弁護士 宮本 督
エッセイ:to be a Rock and not to Roll
なんでも人のせいにする大人たち
街の片隅で法律事務所を開いていると、いろいろなトラブルの相談が舞い込んでくるが、ここ数年、いわゆるクレーマー事案が激増している。
もちろん、イチャモンを付けて金にしようという輩もいて、インターネット等でかじった法律知識を盾に、内容証明郵便とかを送りつけてくるケースも増加傾向にはあるが、ここで取り上げたいのは、そういう金の要求が主目的の当たり屋のような連中ではなく、いわば「真剣な」クレーマーだ。
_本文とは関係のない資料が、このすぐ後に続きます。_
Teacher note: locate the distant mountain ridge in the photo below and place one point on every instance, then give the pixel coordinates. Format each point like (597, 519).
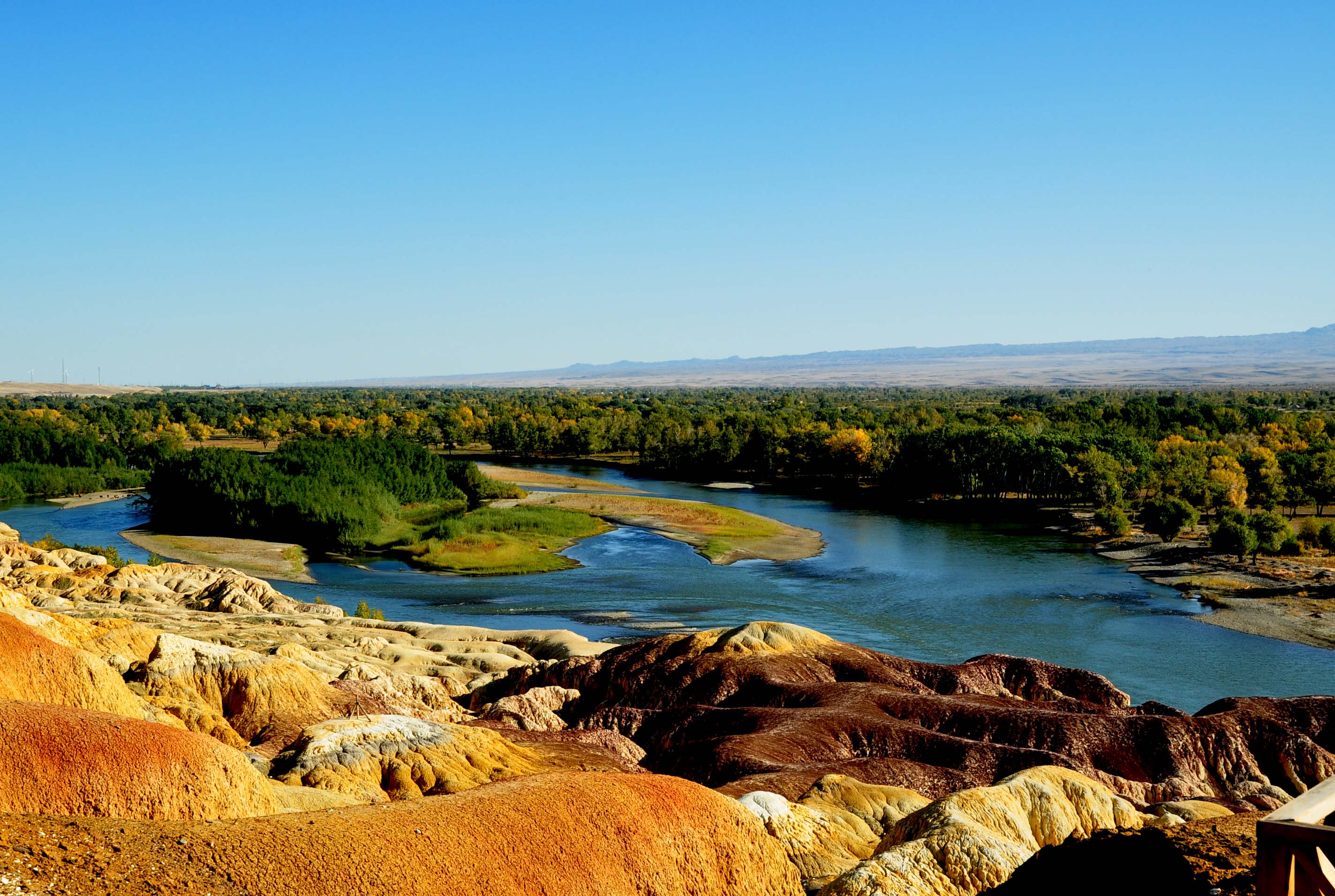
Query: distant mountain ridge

無理由な賠償請求や、少々のことでの過大な請求であっても、請求を受けた側は「お客様からのお申出」ということでできる限りの対応をしているものだが、その範囲を逸脱してくると、それは「事件」として、法律事務所に持ち込まれることになる。そして当方に法的な責任はまったくないと判断できれば、弁護士から、その旨を文書で通知するのだが、それに対し、弁護士に電話をかけてきてキレて喚いたり、脅迫まがいのことを言ったりする人々が増えている。
弁護士相手にいくら大声を出しても金になるわけがないわけで、大抵は、それと知りながらごね得を狙うタイプではない(そういうのも皆無というわけではないけど)。そういう方々と話しをしていると(多くの場合、話はまったく通じないのだが)、電話口の様子から窺われるのは、失敗や不満足が自らの責任であったり、仕方ないことであったりすることを認めて、受け容れることができない精神状態だ。
私は、心理学者でも精神科医でもないから、その理由や背景事情についての専門的な知見は持ち合わせていないし、弁護士経験だって20年にも満たないので昔との統計的な比較が充分にできるわけでもない。しかしそれにしても、最近、現実の状況や、もっと言えば現実の自分を受け容れることができない大人たちを目にし耳にすることが増えた。彼ら(彼女ら)の中では、理想とするイメージ上の状況と、現実とのギャップが大き過ぎるのかも知れない。理解し難い感覚だが、とっくに大人になったのに、幼稚で自己愛的な万能感を断ち切れておらず、客観的には「残念な」等身大の自分を受け止められないでいるように見受けられる。そして、イメージ通りにコトが進まないことによる不満や不安感を、とりあえずキレて他人を責め立てることによって切り抜けようとしているように思われるのだ。
もちろん、喚かれても叫ばれても、「金の支払」にも「謝罪の要求」にも一切応じられない。応じられるわけがない。弁護士としては、苛立ちながら紋切り型の対応をして、話が通じないと思えば、会話の途中でも電話を叩き切ってしまう。
そして、私は、諦めとともに憤りを感じる。それは、彼らが、単に未成熟なだけではなく、大人になる過程で、あえて成熟を拒否してきたと感じられるからだ。
誰にでも、成熟する機会はあったのだ。自明のことながら、人生では勝ち続けることはできないわけで、失敗や残念な体験を重ねるうちに、次第に、夢や理想やその他モロモロを修正し、縮小し又は諦めもしくは断念して、自らの小ささを受け容れる。逆境や試練に直面した際、その責任を自分でとろうとすることで、自分の身に起きる出来事に対処するための新たな力を身につける。そうするしかないのだ。意識的か無意識のうちにかはともかく、皆がやってきたはずの、そんな当たり前のことを回避し続け、成熟を拒否し続けたまま大人になったような連中の相手をしたり、同情したりするほど暇ではない。
彼らが不幸なのは、結局、彼ら自身のせいに他ならない。
しかし、彼らがそれを理解できる日が来ることは決してないのだろう。
宮本の本棚から
妻子ある50代の投資ファンド運用業者と、難病を患う風俗嬢との恋愛小説。ストーリーは、死の予感の中でやりとりされたメールを軸にゆっくりと進む。この著者の他の作品でもおなじみの、生い立ちにおける親との関わりの人格への影響とか、成功した大人による若い愛人に対するどうしようもない嫉妬心とか、相変わらずの話題が続く。
著者の主眼は、おなじみの糖尿病(Ⅱ型糖尿病といわれる)とはまったく別物のⅠ型糖尿病についての知見を広めたいとの点にあったようで、確かに、その狙いは成功しているのだろう。
テーマは悪くないのだけど、この半分くらいの長さにまとめてもらいたかった。ダラダラと長い。